The 120th Installment
Uncertainties
by Hiroshi Hashimoto,
Dean and Professor
In many fields, uncertainties are often replaced with random variables. For this reason, probability theory appears in all fields. For example, it is used in statistics, system control engineering, financial engineering, and bioengineering. There are numerous examples of probability theory coming into the limelight. Let me introduce some of them.
The first is the Kalman filter [1]. NASA, which was having trouble improving the accuracy of its orbit estimation for a manned lunar spacecraft due to noise superimposed on observed data, adopted the Kalman filter to solve this problem, and it proved effective.
The second is that financial engineering, which deals with stock prices and exchange rates and engineers asset utility, has established itself on the basis of stochastic differential equations. Stochastic differential equations were developed based on the pioneering research of Kiyoshi Ito (Japan, 1915-2008) in “Probability Theory” (1952) and Doob (USA, 1910-2004) in “Stochastic Process” (this book was so difficult to understand that it was called “yellow peril” and I was very distressed). After Myron S. Scholes (Canada/US, 1941-) published the Black-Scholes equation, he then worked with Robert C. Merton (US, 1944-) to develop a theory of equations and establish a new derivative pricing model. This achievement led the both of them to be awarded the 1997 Nobel Prize in Economics. This theory was based on the work of Kiyoshi Ito, so when M. Sholoes met him, he immediately shook his hand and praised his theory. Note that the ironic result was that Long Term Capital Management (LTCM), a huge mutual fund with M. Sholoes and R. Merton on its management team, collapsed in 1998 while incurring huge losses.
The third is Bayesian statistics, which has been introduced into big data processing, recently in the headlines. This is characterized by the fact that it can be effectively applied to both small and large amounts of data, using conditional probability (or conditional probability distribution) but also allowing for the inclusion of subjective theories, and sequentially updating the distribution estimates (not parameter values or confidence intervals as in conventional statistics) for each observation value obtained.
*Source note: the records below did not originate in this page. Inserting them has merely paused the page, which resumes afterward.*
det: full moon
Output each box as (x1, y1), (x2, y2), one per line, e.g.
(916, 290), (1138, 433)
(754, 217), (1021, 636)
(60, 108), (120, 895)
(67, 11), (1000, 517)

He gathered attention for his method of finding a sunken American submarine [2]. By the way, it was also used in the US TV drama Numbers (Season 1) for man hunts. Bayesian statistics did not see the light of day for some time, but as computing power improved, computational models evolved and came to be used in a wide range of fields, including time series analysis (speech analysis is a prime example), network transaction analysis, and marketing analysis.
All of the above examples are places that treat uncertainty as a random variable. Albert Einstein (1879-1955, German theoretical physicist), famous for his theory of relativity, questioned this and said, “God does not play dice with the universe” in reference to quantum mechanics. Quantum mechanics introduced probability theory to treat microscopic physical phenomena of atoms and electrons as uncertain (in modern times, atoms and electrons can also be made even finer and the existence of elementary particles is known). What he was trying to say is, how is it a researcher's attitude to treat any unfamiliar state or variable as a probability? He expressed this by saying that God, who can see into the future, does not play dice with unpredictable future outcomes.
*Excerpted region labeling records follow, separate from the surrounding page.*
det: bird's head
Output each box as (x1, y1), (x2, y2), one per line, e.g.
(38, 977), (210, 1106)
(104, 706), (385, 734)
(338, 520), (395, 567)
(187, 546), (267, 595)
I feel that deep learning is doing something similar to this. Deep learning is not a newly developed method, but a learning method based on neural networks. Examples that have made deep learning famous include “writing literary texts [3]” and “generating images that make the Mona Lisa smile [4]”. Some reports [5] now say that diagnostic imaging in medicine has surpassed humans. A huge amount of good teacher data is necessary in order to give deep learning this kind of cleverness. In other words, giving bad teacher data will result in deep learning with misrecognition. In fact, there has been a lot of research to find weaknesses in deep learning, and in a study called “adversarial examples” (a nuance of “adversarial learning examples” or “devising data to misrecognize”), there are many reports, such as the case where a panda image was recognized as a long-armed ape with high accuracy after a little noise was added [6]. One of the reasons for this misrecognition is that deep learning is based on a black-box approach that attempts to somehow match data, including uncertainties, with teacher data while not analyzing the data itself.
Einstein's words above suggest the idea that studies neglecting analysis are inadequate, and that even for a single particle, a solid model should be constructed to eliminate uncertainty as much as possible.
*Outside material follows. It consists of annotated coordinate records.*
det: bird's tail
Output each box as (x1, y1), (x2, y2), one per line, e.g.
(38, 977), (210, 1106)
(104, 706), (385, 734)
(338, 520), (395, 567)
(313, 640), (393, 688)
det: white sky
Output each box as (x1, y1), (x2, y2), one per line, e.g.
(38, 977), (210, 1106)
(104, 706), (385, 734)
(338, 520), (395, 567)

So, is it absolutely correct to represent all phenomena using a rigorous model? Looking at this closely leads us to Laplace's demon. My interpretation of this phrase is that if all phenomena can be modeled and simulated down to the atomic level, there is no uncertain future and the future can be predicted perfectly. Of course, this idea is now scientifically rejected. However, what level of “rigorousness” should be considered for a rigorous model? I would like to hear the thoughts of readers.